England hero Paul Collingwood reflected on the vagaries of batting form after a second successive century saw them to victory over Australia in Melbourne.
Collingwood celebrates after reaching his century
"I went through a period where I felt I was batting with a stump in my hand," the Durham all-rounder commented.
"Thankfully I got that hundred earlier in the week [against New Zealand] and it gives you a lot of confidence.
"I went out there with a positive attitude again and it's a great feeling to bring the boys home."
Collingwood finished with an unbeaten 120 as England won the first game of the best of three Commonwealth Bank Series final by four wickets.
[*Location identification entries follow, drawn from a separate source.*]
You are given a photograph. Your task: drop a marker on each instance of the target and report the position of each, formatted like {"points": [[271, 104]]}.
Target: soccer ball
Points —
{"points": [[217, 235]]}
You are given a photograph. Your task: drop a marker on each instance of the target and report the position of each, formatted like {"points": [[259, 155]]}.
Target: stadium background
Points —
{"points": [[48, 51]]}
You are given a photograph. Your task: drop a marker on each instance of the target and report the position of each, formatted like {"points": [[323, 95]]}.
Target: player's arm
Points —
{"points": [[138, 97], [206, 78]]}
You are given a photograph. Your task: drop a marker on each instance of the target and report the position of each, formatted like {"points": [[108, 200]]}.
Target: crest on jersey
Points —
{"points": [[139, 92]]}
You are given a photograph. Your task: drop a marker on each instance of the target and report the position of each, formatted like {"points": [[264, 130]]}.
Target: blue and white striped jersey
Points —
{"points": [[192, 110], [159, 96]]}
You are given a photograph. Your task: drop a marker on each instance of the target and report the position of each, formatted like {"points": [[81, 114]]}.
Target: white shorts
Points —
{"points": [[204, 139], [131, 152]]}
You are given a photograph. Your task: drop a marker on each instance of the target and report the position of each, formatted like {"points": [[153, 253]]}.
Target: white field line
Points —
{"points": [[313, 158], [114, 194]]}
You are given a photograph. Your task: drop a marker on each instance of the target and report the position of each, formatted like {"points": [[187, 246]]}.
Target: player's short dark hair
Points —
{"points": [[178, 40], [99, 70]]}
Stands of 133 with Ian Bell and 74 with skipper Andrew Flintoff kept the team in contention and Collingwood saw it through to the end for his highest score in a limited overs international.
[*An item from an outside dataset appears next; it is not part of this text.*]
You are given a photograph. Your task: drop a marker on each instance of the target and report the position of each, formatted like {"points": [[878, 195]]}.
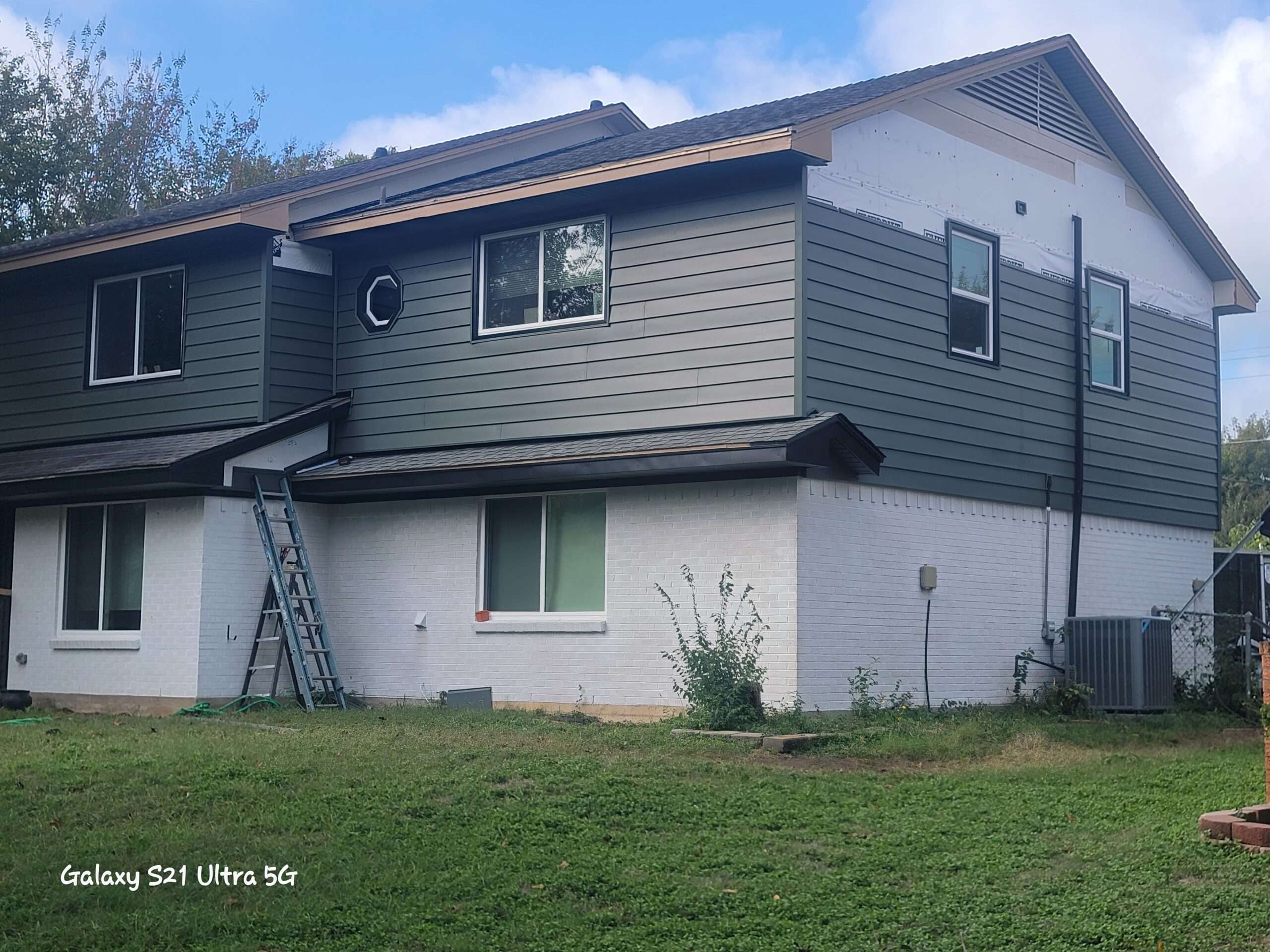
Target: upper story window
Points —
{"points": [[105, 556], [137, 321], [972, 294], [1108, 338], [545, 554], [544, 277]]}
"I'm not the hardest hitter in the world, so I have to pick the ones and twos up and the big fields over here suit my game a little bit.
"That's the way I play. I don't want to go outside my bubble and try to play like a Freddie Flintoff or a Kevin Pietersen, I play like Paul Collingwood and hopefully that's good enough," the 30-year-old added.
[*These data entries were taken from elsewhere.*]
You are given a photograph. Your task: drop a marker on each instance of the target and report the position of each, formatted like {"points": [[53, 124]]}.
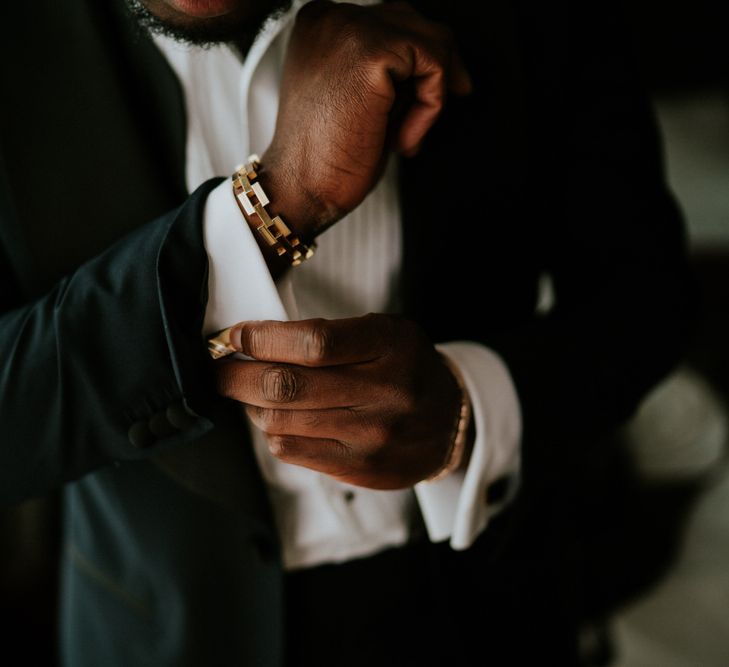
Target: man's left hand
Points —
{"points": [[367, 400]]}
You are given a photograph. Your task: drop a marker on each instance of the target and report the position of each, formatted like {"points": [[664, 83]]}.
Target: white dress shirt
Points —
{"points": [[231, 112]]}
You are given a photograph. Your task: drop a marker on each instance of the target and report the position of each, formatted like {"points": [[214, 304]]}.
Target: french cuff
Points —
{"points": [[240, 286], [459, 506]]}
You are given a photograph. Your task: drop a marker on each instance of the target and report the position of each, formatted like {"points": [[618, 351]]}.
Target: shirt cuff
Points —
{"points": [[240, 286], [459, 506]]}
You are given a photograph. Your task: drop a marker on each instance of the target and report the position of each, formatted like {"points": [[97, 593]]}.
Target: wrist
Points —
{"points": [[281, 245]]}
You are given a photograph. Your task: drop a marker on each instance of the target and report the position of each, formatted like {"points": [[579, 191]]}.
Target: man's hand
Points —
{"points": [[367, 400], [357, 83]]}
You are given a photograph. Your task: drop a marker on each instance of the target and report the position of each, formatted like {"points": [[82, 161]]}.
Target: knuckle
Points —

We can finish the tour on a high and that's a huge incentive
England went into the game handicapped by the absence of captain Michael Vaughan, who was ruled out of the finals because of a recurrence of his hamstring problem.
But they rose to the occasion in a performance which delighted stand-in skipper Flintoff.
He hailed Collingwood's innings as the best he had seen in a one-day match by an England batsman.
"The way he knocked ball round, the stamina and mental strength, the skill and timing was something to behold.
"This side is renowned for scrapping and showing a lot of character and Paul typifies that - he leads in that respect," said Flintoff.
He admitted the nerves had been jangling in the closing overs, adding: "I was a little bit excitable, clapping every run as you can imagine, but while Colly was out there I had every faith [we'd do it]."
Wicket-keeper Paul Nixon was with Collingwood at the end, and he revealed that a rocket for the team from Flintoff during Australia's innings had also been crucial.
Australia were 170-1 at one stage, but collapsed to 252 all out as England raised their game.
"In the last 10-15 overs when we were in the field, Freddie kicked us back into gear," said Nixon.
"We weren't on it and he reminded us this is a final, big time. It was important to get the collective thought process going again."
The two sides now head to Sydney for Sunday's second game, with England looking to win Australia's tri-series trophy for the first time since their 1986-87 tour.
"We've 'snuck' into these finals - and I've been like a bear with a sore head after our defeats - so it would be nice to bring something home.
"There are still two games left, and we'll try our damnedest to go 2-0 up on Sunday - although we know Australia will come back fighting. But we can finish the tour on a high and that's a huge incentive," said Flintoff.